LES PLURIELS DE BARBARA CASSIN


DIRECTION : Philippe BÜTTGEN, Michèle GENDREAU-MASSALOUX, Xavier NORTH

Avec la participation de Barbara CASSIN

ARGUMENT :

La rencontre de perspectives diverses sur le travail en cours de Barbara Cassin, philologue et philosophe, éditrice du Vocabulaire Européen des Philosophies, vise à élucider ce que signifie, aujourd’hui, agir en philosophe, dans la confrontation permanente avec ce qui se cache dans le langage. Le travail sur la sophistique réalisé lors du colloque à Cerisy de 1984 servira de matrice à l’ensemble, mais cette fois à partir du contemporain. Quand parler en dit plus et en fait plus que "parler de" et "parler à", dans le plaisir de parler et l’acte d’écrire, on interrogera un langage qui agit autant qu’il exprime, jusque dans la psychanalyse. Peut-on être "philosophe et": philologue et philosophe, poète et philosophe, écrivain et philosophe, plasticien et philosophe, femme et philosophe, et comment peut-on l’être devant l’institution, l’évaluation?

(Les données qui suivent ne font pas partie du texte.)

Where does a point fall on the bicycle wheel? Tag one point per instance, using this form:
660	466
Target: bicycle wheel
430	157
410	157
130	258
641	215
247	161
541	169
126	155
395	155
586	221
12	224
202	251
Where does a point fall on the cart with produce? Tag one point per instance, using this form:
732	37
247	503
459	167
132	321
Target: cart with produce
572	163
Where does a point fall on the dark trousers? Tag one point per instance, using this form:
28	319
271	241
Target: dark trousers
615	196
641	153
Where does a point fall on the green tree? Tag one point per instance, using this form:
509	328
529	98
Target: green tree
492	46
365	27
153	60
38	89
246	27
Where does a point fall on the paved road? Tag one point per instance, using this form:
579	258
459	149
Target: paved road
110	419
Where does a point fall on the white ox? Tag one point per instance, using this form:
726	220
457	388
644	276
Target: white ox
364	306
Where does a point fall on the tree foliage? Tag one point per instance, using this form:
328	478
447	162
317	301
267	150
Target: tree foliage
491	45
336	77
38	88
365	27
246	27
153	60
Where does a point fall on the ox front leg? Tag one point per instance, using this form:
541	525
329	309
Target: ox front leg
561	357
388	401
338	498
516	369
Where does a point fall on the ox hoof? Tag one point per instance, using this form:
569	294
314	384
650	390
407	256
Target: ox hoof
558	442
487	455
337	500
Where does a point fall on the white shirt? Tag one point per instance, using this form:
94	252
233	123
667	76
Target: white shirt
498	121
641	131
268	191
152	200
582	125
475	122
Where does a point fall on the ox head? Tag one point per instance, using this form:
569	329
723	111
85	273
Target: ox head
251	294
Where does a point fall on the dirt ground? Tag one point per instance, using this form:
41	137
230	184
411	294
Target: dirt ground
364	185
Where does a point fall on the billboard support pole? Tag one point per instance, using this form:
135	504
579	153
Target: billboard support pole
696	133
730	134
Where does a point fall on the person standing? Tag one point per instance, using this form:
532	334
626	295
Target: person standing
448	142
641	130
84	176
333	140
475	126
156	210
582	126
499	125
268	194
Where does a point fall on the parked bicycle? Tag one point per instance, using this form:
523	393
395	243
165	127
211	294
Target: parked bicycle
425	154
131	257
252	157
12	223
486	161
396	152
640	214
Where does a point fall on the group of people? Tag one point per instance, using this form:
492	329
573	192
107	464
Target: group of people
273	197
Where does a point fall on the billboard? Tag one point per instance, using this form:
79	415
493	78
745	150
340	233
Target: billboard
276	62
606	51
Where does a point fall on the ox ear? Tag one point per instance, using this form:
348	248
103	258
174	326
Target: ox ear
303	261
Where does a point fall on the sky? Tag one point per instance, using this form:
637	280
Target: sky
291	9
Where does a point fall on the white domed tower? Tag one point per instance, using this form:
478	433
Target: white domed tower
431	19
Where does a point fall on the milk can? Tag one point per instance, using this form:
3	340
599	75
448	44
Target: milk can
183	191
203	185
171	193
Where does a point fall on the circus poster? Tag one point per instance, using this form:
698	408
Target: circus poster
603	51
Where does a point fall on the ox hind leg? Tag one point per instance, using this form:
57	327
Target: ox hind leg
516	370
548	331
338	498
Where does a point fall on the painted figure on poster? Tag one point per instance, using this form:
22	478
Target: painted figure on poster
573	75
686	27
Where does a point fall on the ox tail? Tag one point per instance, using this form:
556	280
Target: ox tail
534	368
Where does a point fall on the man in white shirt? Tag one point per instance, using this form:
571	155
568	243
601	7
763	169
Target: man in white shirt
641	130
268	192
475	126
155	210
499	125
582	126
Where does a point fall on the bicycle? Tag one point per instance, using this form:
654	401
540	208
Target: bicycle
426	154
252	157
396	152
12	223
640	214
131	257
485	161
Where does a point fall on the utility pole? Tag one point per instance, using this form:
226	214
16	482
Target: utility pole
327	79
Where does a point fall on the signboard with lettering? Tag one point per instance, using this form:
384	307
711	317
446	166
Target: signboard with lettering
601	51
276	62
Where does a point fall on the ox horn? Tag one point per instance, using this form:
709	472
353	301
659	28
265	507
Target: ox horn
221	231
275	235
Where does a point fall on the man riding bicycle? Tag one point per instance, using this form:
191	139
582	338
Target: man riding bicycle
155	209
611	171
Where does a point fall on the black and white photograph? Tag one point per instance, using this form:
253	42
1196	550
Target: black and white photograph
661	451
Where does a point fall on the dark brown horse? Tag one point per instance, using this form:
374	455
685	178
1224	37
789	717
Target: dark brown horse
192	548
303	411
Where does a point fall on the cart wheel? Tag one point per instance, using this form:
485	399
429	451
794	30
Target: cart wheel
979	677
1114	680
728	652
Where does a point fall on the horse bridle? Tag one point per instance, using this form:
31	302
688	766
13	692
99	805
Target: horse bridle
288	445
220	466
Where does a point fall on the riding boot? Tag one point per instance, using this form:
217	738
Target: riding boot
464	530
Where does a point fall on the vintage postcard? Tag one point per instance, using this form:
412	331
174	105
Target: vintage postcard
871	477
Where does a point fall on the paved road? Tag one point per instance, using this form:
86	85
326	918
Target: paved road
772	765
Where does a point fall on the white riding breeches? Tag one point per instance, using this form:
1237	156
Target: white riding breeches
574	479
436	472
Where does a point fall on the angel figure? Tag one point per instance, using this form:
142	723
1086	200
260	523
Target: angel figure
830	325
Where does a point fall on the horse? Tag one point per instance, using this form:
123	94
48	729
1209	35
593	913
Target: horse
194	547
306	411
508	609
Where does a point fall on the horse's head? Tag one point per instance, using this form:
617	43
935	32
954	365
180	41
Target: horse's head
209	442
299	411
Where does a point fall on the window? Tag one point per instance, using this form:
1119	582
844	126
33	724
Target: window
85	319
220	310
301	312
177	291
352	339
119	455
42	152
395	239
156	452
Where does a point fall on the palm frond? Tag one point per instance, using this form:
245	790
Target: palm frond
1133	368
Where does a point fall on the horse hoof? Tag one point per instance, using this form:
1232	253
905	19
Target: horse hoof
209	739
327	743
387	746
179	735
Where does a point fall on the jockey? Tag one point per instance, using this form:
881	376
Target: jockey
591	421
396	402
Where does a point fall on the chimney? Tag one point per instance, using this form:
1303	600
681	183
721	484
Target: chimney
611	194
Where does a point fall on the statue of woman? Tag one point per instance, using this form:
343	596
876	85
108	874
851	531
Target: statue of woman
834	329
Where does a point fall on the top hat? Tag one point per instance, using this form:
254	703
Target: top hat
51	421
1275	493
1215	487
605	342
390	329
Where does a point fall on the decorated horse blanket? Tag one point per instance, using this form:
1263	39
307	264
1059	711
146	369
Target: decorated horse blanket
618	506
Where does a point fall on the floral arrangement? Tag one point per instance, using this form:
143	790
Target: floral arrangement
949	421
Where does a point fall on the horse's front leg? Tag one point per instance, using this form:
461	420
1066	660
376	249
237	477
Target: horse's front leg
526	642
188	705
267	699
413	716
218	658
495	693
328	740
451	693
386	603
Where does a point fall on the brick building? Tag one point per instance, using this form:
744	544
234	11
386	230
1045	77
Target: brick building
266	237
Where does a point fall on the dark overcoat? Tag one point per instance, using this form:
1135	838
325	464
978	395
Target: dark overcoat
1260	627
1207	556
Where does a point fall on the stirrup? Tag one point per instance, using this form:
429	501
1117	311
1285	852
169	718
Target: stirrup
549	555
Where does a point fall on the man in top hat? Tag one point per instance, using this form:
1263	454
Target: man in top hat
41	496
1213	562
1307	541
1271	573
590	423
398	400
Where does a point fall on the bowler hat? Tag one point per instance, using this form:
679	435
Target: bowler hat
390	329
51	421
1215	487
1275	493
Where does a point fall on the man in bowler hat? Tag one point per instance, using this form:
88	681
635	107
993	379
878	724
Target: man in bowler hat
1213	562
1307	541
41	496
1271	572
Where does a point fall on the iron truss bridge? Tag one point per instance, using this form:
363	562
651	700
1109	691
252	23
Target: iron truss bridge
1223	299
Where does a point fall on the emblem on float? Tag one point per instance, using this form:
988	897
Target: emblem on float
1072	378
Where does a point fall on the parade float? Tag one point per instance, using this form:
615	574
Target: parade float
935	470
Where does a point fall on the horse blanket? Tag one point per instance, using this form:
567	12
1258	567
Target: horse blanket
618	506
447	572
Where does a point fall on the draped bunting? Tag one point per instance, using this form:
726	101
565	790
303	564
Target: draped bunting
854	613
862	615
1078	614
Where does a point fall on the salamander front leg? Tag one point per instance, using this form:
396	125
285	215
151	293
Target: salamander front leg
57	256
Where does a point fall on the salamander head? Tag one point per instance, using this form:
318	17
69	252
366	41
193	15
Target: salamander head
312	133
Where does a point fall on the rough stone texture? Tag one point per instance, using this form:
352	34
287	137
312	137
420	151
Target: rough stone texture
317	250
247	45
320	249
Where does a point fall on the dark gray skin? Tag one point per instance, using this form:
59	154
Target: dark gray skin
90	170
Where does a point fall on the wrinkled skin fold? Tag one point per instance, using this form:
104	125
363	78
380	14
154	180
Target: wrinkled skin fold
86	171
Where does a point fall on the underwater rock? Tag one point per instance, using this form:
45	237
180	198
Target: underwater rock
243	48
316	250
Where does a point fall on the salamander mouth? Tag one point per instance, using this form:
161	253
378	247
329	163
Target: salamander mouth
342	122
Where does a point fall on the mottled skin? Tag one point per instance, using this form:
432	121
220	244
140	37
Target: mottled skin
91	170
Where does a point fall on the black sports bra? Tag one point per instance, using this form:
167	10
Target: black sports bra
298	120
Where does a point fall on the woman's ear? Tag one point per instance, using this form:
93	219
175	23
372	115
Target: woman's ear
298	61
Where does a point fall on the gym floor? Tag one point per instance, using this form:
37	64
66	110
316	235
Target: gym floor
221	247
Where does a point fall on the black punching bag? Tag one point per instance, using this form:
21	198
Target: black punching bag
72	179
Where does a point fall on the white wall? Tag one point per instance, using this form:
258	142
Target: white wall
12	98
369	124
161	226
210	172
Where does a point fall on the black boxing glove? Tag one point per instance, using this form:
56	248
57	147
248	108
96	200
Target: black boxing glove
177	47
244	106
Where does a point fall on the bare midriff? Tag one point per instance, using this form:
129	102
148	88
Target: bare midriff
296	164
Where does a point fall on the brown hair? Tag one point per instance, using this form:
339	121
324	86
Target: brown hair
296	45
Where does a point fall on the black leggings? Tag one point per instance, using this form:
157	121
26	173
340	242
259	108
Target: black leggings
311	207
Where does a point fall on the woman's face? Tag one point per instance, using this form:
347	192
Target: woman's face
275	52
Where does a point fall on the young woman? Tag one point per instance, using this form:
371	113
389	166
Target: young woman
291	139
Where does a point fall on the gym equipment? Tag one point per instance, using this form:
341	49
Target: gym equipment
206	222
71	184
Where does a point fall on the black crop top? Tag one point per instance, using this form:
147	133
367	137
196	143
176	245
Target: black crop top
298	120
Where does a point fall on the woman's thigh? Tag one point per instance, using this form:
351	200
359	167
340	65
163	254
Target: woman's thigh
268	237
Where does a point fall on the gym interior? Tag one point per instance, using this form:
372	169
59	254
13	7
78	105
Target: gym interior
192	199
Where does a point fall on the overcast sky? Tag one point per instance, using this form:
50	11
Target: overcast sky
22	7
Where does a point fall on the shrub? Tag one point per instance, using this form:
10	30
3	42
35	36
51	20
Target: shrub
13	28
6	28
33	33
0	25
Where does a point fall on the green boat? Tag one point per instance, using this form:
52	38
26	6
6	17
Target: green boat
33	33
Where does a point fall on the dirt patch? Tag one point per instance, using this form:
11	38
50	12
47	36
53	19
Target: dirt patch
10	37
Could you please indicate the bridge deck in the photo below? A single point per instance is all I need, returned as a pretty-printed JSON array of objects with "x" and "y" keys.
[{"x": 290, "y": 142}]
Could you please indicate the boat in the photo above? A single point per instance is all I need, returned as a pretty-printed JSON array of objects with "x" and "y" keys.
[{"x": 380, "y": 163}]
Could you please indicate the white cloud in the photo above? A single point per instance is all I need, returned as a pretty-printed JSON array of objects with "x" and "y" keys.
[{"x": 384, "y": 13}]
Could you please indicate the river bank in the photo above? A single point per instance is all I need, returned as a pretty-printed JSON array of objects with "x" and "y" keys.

Face à l’universel et au lieu de l’unicité du Vrai majuscule, que serait un relativisme conséquent, un plus vrai pour? Comment ce pluriel peut-il teinter le politique et rendre l’Europe habitable? Quelles pratiques du plus d’un livre, quelles pratiques du plus d’une langue faut-il pour penser jusqu’au bout le paradigme de la traduction?

Ce seront quelques-unes des questions posées à et avec Barbara Cassin.

CALENDRIER PROVISOIRE :

Vendredi 14 septembre
Après-midi:
ACCUEIL DES PARTICIPANTS

Soirée:
Présentation du Centre, du colloque et des participants


Samedi 15 septembre
Matin:
Quels grecs, quels présocratiques?, table ronde avec Françoise GAILLARD (Eloge des sophistes), Philippe RAYNAUD (Ses Grecs et nos modernes), Carlos LÉVY (Penser et dire la puissance) et Giulia SISSA (Le parlautre. Réécouter Socrate, avec Barbara Cassin)

Après-midi:
Quels grecs, quels autres?, table ronde avec Françoise GOROG (La lecture de L'Etourdit par Barbara Cassin, une leçon) et Charles MALAMOUD (Se perdre, se trouver, se perdre. L'exemple d'Athanase Nikitine)

Michel DEGUY: Quel témoin nous passons-nous?


Dimanche 16 septembre
Matin:
Philosophe et —: l'écart
Eric ALLIEZ: "L'écart est une opération". Du champ du signe en Barbara
Alain BADIOU: Eloge de Barbara Cassin

Après-midi:
Philosophe et —: la politique
Olivier CAYLA: La question du droit chez Barbara Cassin
Roland GORI: La preuve par la parole et la haine du langage, aujourd'hui
Peter OSBORNE: Philosophy and the Universities


Lundi 17 septembre
Matin:
Compliquer l'universel en femme, table ronde avec Penelope DEUTSCHER (Helen and Helen, Again: On Being One's Contrary), Nicole DEWANDRE (Langages et sexes: un autre regard sur la puissance et la différence. Un sexe comme une langue?), Yves HERSANT (Hélène, Hélène), Sandra LAUGIER (Universel et féminin) et Anca VASILIU (L'éloge au féminin)

Après-midi:
Compliquer l'universel en philosophe, table-ronde avec Christine BUCI-GLUCKSMANN (Compliquer l'universel, Hélène et la sophistique), Monique DAVID-MÉNARD (La contingence de la pensée selon Barbara Cassin) et Jacques LEZRA (Cassin on the Principle of Sufficient Truth)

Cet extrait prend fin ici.